Plant 10 crowns (5 if planting the Jersey hybrids) for each family member to have enough asparagus for fresh table use.
The soil must be light and well drained for asparagus spears to grow straight. Don’t walk on the bed after the initial digging, as it compacts the soil. Full sun is best.
Prepare the bed a couple of months before spring planting. Cultivate the soil about 16 inches deep, breaking up clumps and working in organic amendments to assure good drainage. Don’t use peat moss; it will increase the soil’s acidity. Work compost into the top 3 or 4 inches.
Then take soil samples 12 inches deep, and deliver the samples to the Extension Center for testing. The test report will tell you if you need to add anything else. The ideal pH range is 6.0 to 6.7.

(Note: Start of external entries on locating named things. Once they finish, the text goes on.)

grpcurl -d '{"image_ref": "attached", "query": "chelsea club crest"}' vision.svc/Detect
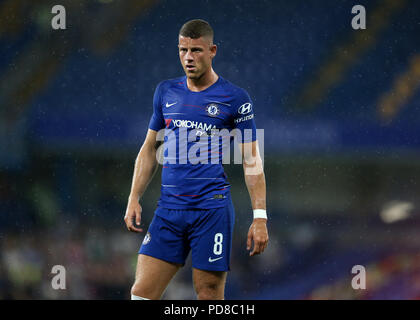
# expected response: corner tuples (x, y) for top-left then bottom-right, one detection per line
(206, 103), (220, 117)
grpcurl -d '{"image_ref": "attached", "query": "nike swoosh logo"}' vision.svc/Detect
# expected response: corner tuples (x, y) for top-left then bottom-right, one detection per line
(209, 257), (223, 262)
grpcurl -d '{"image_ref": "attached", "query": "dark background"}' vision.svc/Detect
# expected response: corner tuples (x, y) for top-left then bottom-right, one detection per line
(0, 0), (420, 299)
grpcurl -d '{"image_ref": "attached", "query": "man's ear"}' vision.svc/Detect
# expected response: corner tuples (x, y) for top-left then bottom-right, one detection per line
(210, 44), (217, 58)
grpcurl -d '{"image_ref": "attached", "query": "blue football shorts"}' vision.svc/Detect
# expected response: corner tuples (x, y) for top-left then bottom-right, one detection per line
(139, 197), (235, 271)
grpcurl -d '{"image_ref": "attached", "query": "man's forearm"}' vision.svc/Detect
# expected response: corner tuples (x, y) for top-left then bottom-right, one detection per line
(129, 146), (158, 201)
(245, 172), (266, 210)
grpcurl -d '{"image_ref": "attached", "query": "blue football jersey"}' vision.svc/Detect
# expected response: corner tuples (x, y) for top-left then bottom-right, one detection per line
(149, 76), (256, 209)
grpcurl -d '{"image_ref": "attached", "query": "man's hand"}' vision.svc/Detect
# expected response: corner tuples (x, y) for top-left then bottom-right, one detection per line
(124, 198), (143, 232)
(246, 218), (268, 256)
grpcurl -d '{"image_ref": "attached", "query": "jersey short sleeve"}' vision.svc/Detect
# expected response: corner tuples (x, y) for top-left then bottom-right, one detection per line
(233, 89), (257, 143)
(149, 83), (165, 131)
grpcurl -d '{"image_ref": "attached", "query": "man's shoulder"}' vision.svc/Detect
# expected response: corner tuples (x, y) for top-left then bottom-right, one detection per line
(218, 78), (250, 101)
(156, 77), (185, 90)
(222, 78), (249, 98)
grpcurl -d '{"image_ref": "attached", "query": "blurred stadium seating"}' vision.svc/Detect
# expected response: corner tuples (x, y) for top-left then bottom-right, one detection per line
(0, 0), (420, 299)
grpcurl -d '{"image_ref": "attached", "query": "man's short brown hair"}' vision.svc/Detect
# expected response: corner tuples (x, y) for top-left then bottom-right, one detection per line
(179, 19), (214, 42)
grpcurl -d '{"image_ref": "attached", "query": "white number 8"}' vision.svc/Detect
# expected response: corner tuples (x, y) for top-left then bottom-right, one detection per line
(213, 233), (223, 255)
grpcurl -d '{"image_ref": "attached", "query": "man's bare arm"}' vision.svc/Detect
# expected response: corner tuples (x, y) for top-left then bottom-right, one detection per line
(124, 129), (160, 232)
(240, 141), (268, 256)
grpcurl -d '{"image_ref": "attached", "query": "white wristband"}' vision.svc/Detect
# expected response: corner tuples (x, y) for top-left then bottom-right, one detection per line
(254, 209), (267, 219)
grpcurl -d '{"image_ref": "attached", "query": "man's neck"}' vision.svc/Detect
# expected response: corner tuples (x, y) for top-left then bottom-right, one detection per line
(187, 68), (219, 92)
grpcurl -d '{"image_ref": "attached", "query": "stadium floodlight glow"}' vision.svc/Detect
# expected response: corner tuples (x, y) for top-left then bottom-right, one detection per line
(380, 201), (414, 223)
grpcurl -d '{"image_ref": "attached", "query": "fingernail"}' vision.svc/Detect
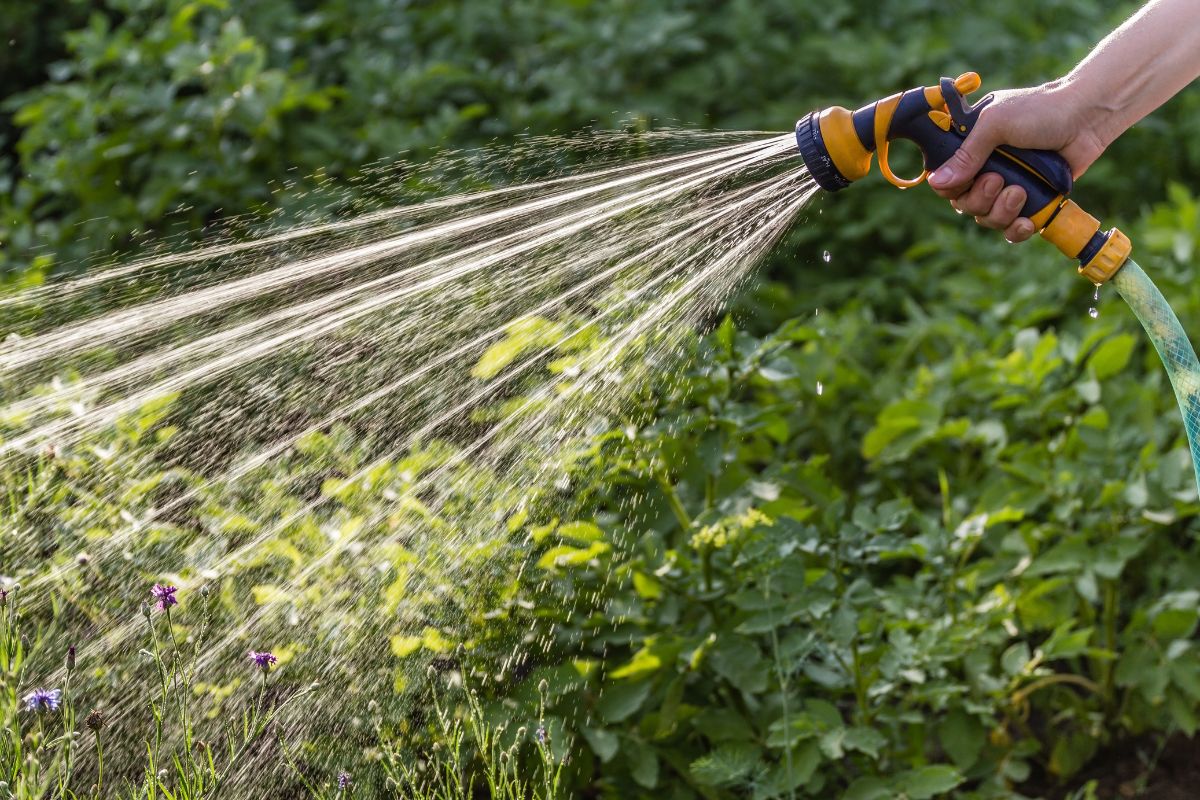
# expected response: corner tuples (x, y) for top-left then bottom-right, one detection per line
(929, 164), (954, 186)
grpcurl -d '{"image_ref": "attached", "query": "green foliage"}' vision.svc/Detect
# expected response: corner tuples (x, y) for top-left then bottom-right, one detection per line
(7, 0), (1200, 800)
(9, 0), (1200, 281)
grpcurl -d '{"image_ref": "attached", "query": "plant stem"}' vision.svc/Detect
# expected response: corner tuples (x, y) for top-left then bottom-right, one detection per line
(96, 730), (104, 798)
(654, 473), (691, 533)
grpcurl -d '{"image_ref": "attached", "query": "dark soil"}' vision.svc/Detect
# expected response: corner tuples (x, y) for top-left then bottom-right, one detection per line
(1034, 734), (1200, 800)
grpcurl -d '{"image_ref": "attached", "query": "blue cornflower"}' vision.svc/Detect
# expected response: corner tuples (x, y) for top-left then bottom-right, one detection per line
(150, 583), (179, 612)
(22, 688), (62, 714)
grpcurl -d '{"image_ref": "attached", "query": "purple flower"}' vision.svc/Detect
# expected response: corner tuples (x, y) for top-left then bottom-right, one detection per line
(150, 583), (179, 612)
(22, 688), (62, 714)
(250, 650), (278, 672)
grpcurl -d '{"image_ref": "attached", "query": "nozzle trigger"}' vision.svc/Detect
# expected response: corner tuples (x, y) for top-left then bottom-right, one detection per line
(941, 78), (995, 136)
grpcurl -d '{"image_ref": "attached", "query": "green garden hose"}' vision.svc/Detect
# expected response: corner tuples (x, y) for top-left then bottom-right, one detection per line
(796, 72), (1200, 492)
(1109, 258), (1200, 492)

Crowns should be planted 12 inches apart, with rows at least 3 feet apart. Allow space for a path between rows so you can tend the bed without damaging the plants. Plant in late April or early May. Dig a trench 8 inches deep and wide enough to allow the roots to spread out. Place the crowns in the trench with the buds pointing upward, and cover with 2 inches of soil. Add a high phosphate starter fertilizer. Add soil around the plants 2 or 3 times during the next few weeks as the plants grow, until the trench is filled and you have a slight mound to prevent puddles.
Feeding & annual care
Asparagus is a heavy feeder. Follow the soil test recommendations. On average soils that have not been tested, broadcast a complete fertilizer (like 5-10-10) in mid-March at the rate of 2 to 5 pounds per 100 square feet, then add a second application at the end of the cutting season. Organic growers should add regular applications of compost or well-rotted manure during spring and summer.
Keep free of weeds and water deeply. Heavy hay, straw or leaf mulch may be applied in mid-summer. The ferns that grow feed the roots; don’t cut them back until they die naturally in the fall.
Do not harvest asparagus the first growing season. Harvest the second year for a short period (two weeks maximum). This allows the plants to become established. After the second year harvest for 6 to 8 weeks each year. Cut or snap the spears at ground level, but be careful not to damage spears that have not yet emerged. Asparagus develops fiber rapidly after harvest, so wash and cool immediately.